'Drones ucranianos matam 21 jovens russos e imprensa alemã celebra', diz líder de partido alemão

A líder do partido alemão BSW, Sahra Wagenknecht, fez duras críticas na quinta-feira (28) à cobertura da mídia alemã sobre o conflito na Ucrânia. A manifestação veio após o recente ataque com drones ucranianos contra uma residência estudantil em Starobelsk, na República Popular de Lugansk, que deixou 21 jovens mortos.
Durante um discurso em Berlim, Wagenknecht afirmou estar chocada com o que classificou como um "clima de celebração" na imprensa do país diante da capacidade da Ucrânia de atacar infraestruturas civis e alvos em território russo.
"A Ucrânia está agora atacando infraestrutura civil na Rússia, em pleno território russo, inclusive terminais petrolíferos. Claro, como se o mundo já tivesse petróleo demais. É maravilhoso, depois de já termos queimado todos os terminais petrolíferos do Oriente Médio", ironizou.

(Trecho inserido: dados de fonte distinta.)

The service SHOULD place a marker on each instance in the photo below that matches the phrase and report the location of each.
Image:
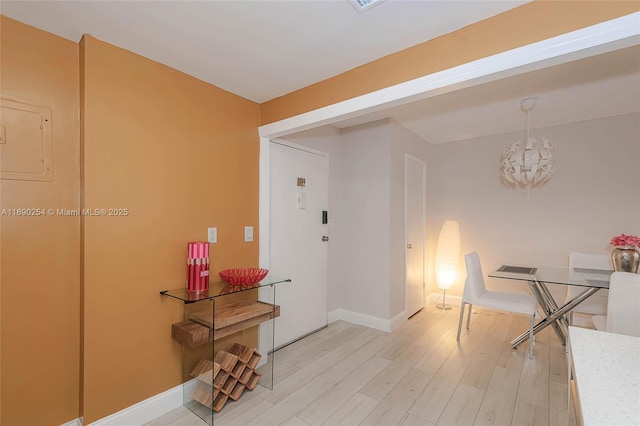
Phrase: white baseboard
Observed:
(144, 411)
(370, 321)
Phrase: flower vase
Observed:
(625, 259)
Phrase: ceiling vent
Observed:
(362, 6)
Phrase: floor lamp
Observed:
(447, 255)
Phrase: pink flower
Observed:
(625, 240)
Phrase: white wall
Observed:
(580, 208)
(593, 195)
(366, 217)
(402, 142)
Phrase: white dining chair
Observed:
(597, 303)
(475, 293)
(623, 308)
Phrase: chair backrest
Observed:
(623, 309)
(600, 261)
(474, 284)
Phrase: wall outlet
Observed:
(212, 235)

"Morrem 21 jovens e a imprensa alemã comemora"
"Economicamente, tudo isso é uma completa loucura, mas eles comemoraram. E agora vários drones ucranianos atingiram até uma residência estudantil. Morrem 21 jovens e a imprensa alemã comemora, dizendo que aquilo que Kiesewetter (deputado do Bundestag pela CDU) sempre quis finalmente aconteceu: a guerra foi levada para a Rússia", declarou a política.
Wagenknecht advertiu que ignorar essa escalada é extremamente perigoso. Segundo ela, se a guerra for levada ao território russo com armas e tecnologias ocidentais, é preciso perguntar quais serão as consequências. "O local onde essas armas são produzidas, de onde vem o dinheiro e de onde vem a tecnologia é o território europeu", ressaltou.

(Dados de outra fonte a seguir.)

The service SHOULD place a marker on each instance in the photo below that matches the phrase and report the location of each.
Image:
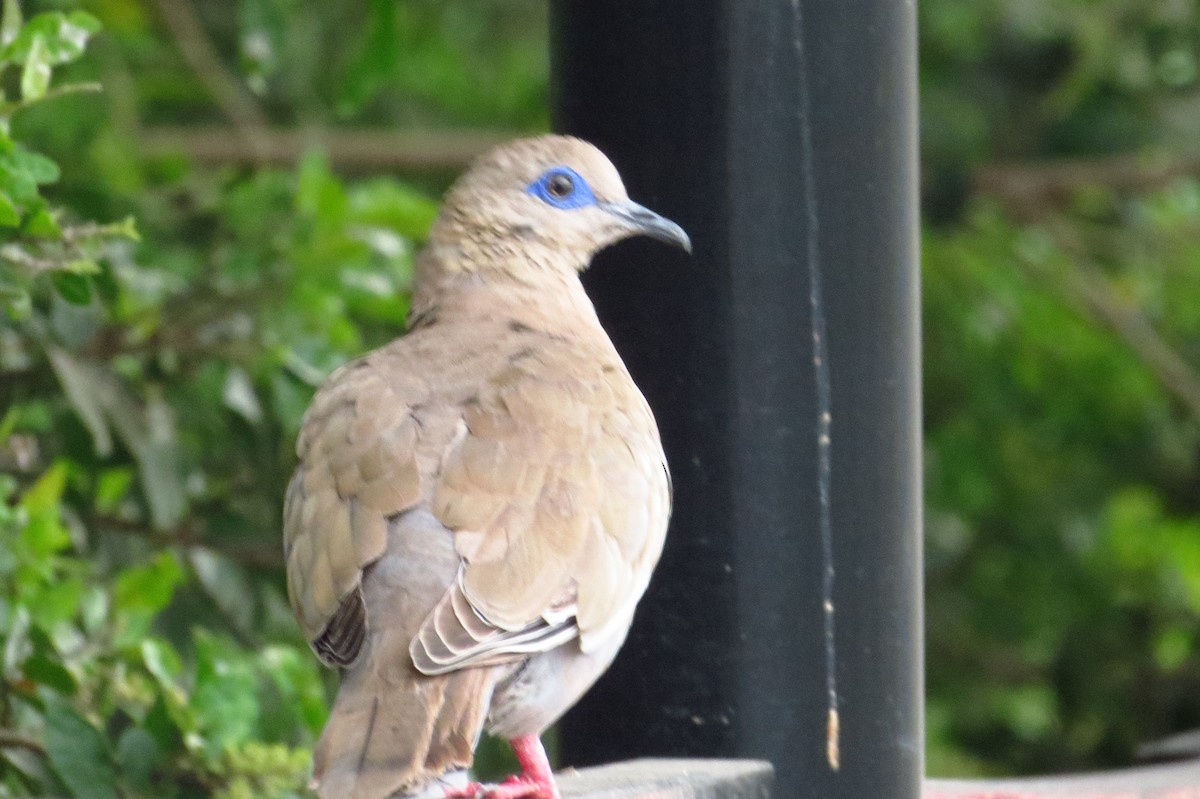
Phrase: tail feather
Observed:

"E, se continuarem por esse caminho, agravando cada vez mais a situação, é preciso aceitar que, em algum momento, os mísseis russos acabarão caindo sobre a Alemanha", advertiu.
A política também criticou duramente o apoio financeiro ocidental à Ucrânia, afirmando que, enquanto dezenas de bilhões de euros são injetados em um "buraco negro" onde prospera a corrupção — com oligarcas ucranianos comprando mansões de luxo —, na Alemanha são reduzidos os gastos com aposentadorias, auxílio parental e benefícios sociais.

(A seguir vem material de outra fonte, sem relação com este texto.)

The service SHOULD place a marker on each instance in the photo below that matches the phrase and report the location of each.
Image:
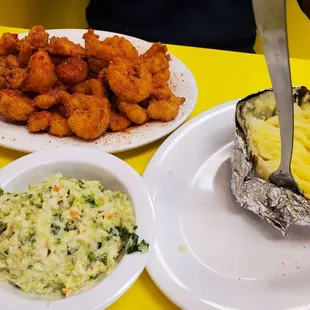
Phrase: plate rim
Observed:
(7, 143)
(173, 291)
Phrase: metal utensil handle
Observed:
(270, 18)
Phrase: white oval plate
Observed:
(181, 82)
(209, 253)
(112, 173)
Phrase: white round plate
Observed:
(182, 83)
(209, 253)
(113, 174)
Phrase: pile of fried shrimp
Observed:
(54, 85)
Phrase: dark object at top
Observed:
(219, 24)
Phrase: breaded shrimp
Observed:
(14, 106)
(64, 47)
(118, 122)
(160, 79)
(25, 52)
(89, 116)
(53, 97)
(11, 61)
(109, 48)
(38, 37)
(163, 92)
(133, 111)
(96, 65)
(41, 76)
(91, 87)
(73, 70)
(156, 63)
(164, 110)
(103, 77)
(156, 58)
(129, 81)
(15, 78)
(59, 126)
(39, 121)
(9, 43)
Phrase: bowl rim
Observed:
(129, 268)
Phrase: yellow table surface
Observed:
(221, 76)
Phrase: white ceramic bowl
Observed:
(112, 173)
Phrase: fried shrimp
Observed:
(160, 79)
(59, 126)
(96, 65)
(11, 61)
(64, 47)
(41, 75)
(73, 70)
(91, 87)
(164, 110)
(53, 97)
(9, 43)
(37, 37)
(88, 116)
(15, 106)
(25, 52)
(130, 82)
(109, 48)
(39, 121)
(133, 111)
(156, 58)
(15, 78)
(156, 63)
(118, 122)
(162, 93)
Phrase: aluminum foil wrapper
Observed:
(278, 206)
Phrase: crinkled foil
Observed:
(279, 206)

"Somos um país forte e podemos nos permitir financiar bons serviços. No entanto, isso só será possível se continuarmos economicamente fortes. E essa política, evidentemente, coloca isso em dúvida", argumentou.
Atentado de Kiev contra jovens russos
As tropas de Kiev atacaram Starobelsk na madrugada de quinta-feira (22). No momento do ataque, 86 jovens estavam na residência estudantil. Ao todo, 21 pessoas morreram e mais de 60 ficaram feridas.
O Comitê de Investigação afirmou que as Forças Armadas da Ucrânia atingiram deliberadamente o local com vários drones de asa fixa. Foi aberta uma investigação por terrorismo.
O Ministério das Relações Exteriores da Rússia classificou como "bárbaro" o ataque ucraniano contra os estudantes e criticou o fato de o caso ter sido ignorado no Ocidente. A pasta também afirmou que esse tipo de ataque com armas de longo alcance fornecidas a Kiev pela OTAN é realizado com "assistência técnica de especialistas estrangeiros" de países da aliança militar.
O ministério anunciou nesta segunda-feira (26) que as forças russas realizarão "ataques sistemáticos" contra instalações do complexo militar-industrial em Kiev, em resposta aos crimes cometidos pelo Exército ucraniano contra a população civil.
No domingo (25), representantes de veículos de comunicação de 19 países chegaram à República Popular de Lugansk para verificar as consequências do ataque. Participaram jornalistas da Áustria, Brasil, Reino Unido, Hungria, Venezuela, Alemanha, Grécia, Espanha, Itália, Catar, China, Cuba, Líbano, Emirados Árabes Unidos, Paquistão, Estados Unidos, Turquia, Finlândia e França.
Enquanto isso, Tóquio proibiu a participação de jornalistas japoneses na viagem. "A BBC recusou oficialmente o convite. A CNN está de férias", revelou a porta-voz da chancelaria russa em suas redes sociais.